L'art 3, l. 205/2000 consente, a richiesta del ricorrente, ove siano allegati danni gravi e irreparabili derivanti dall'esecuzione
dell'atto impugnato, la sospensione del medesimo, attribuendo la competenza al Ministero competente che decide con atto
motivato su parere del consiglio di stato definito dalla legge “conforme e non suscettibile di essere disatteso”.
Trascorso il termine di 60 giorni, inizia a decorrerne un altro di 120 giorni entro il quale il ministero competente deve
effettuare l’istruttoria e trasmettere il ricorso istruito, insieme con gli atti e i documenti che vi si riferiscono, al Consiglio di
stato per il parere previsto dalla legge. Può accadere che il termine non sia rispettato dal ministro: in questo caso, il ricorrente,
allorché siano trascorsi 120 giorni, può notificare al ministro un atto col quale chiede se il ricorso sia stato trasmesso al
consiglio di stato. In caso di risposta negativa o di mancata risposta entro 30 giorni, egli può depositare direttamente una copia
del ricorso presso il Consiglio di Stato consentendo così che questo organo rende il parere. Conclusa l’istruttoria, il ministero
competente deve trasmettere gli atti e i documenti, unitamente alla propria relazione, al Consiglio di stato affinché emetta il
suo parere, salva la possibilità per il Consiglio di stato di chiedere un supplemento di istruttoria o l’integrazione del
contraddittorio.
Il ricorso straordinario viene deciso con d.p.r., su proposta del ministro competente in base al parere del Consiglio di stato. Il
parere del Consiglio di stato è obbligatorio e non può essere disatteso, sicché il ministero è in sostanza priva di potetà
decisoria, perché la paternità sostanziale della decisione è del Consiglio di Stato. Pure il decreto presidenziale con cui viene
deciso il ricorso, di norma motivato richiamando il parere del Consiglio di stato, si configura come atto che si limita a
esternare la decisione del Consiglio.
La decisione del ricorso straordinario è formalmente un atto amministrativo ed è assoggettabile all’istituto della
disapplicazione da parte dell’autorità giurisdizionale ordinaria ed è impugnabile dinnanzi al giudice amministrativo, ma per
soli vizi di forma e di procedimento propri della decisione.
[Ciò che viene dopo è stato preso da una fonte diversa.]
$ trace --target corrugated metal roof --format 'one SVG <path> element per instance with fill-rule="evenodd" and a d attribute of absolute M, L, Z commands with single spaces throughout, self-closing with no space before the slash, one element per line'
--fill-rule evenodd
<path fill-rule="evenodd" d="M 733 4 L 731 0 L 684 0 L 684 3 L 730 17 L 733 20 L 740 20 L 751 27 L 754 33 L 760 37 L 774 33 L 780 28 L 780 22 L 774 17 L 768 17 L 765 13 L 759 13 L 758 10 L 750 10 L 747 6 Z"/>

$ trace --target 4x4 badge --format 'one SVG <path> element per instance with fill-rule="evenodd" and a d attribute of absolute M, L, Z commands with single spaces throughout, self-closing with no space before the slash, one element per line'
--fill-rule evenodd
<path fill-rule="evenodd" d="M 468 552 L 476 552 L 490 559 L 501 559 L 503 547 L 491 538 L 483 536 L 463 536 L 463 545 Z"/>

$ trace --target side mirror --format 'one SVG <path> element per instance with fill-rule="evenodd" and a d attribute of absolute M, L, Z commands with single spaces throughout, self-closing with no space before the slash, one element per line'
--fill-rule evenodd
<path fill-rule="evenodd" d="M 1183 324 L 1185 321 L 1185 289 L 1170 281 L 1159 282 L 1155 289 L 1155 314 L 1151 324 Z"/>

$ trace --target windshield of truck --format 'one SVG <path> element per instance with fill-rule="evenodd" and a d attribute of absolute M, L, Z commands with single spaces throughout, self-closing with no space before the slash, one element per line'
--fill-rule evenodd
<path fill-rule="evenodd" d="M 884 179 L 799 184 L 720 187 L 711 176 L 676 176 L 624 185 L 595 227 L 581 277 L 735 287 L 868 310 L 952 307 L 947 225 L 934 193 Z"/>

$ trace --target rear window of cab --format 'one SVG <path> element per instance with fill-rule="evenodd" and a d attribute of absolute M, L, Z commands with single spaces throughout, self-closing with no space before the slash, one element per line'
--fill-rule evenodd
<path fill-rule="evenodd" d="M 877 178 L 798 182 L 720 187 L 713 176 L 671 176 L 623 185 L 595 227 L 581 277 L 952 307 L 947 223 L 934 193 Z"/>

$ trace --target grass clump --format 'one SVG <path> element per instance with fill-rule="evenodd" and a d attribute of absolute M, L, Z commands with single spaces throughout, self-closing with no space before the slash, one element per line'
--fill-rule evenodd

L’art. 15.1, d.p.r. 1199/1971, prevede inoltre il rimedio della revocazione nei casi previsti ex art. 395 c p.c. Il ricorso, diretto
allo stesso Presidente della Repubblica, deve essere presentato nell’osservanza delle forme previste per il ricorso straordinario.
L’amministrazione è tenuta a dare esecuzione alla decisione: invocandone il carattere non giurisdizionale, si negava
l'esperibilità del ricorso per l'ottemperanza, riconoscendo all'interessato al più la facoltà di mettere in mora l'amministrazione.
Il riconoscimento espressamente operato dalla l. 69/2009 della possibilità che il Consiglio di Stato svolge funzione di giudice
a quo nel processo costituzionale, presupponendo la qualificazione della sua attività come attività giurisdizionale, ha avviato
un mutamento di orientamento anche in ordine al tema dell'ottemperanza che è sfociato nella sent. 2065/2011 favorevole alle
esperibilità del rimedio. Come conseguenza del riconoscimento dell'indole giurisdizionale si è stabilito che il decreto che
decide il ricorso è altresì sottoposto al sindacato della Corte di Cassazione per motivi inerenti alla giurisdizione.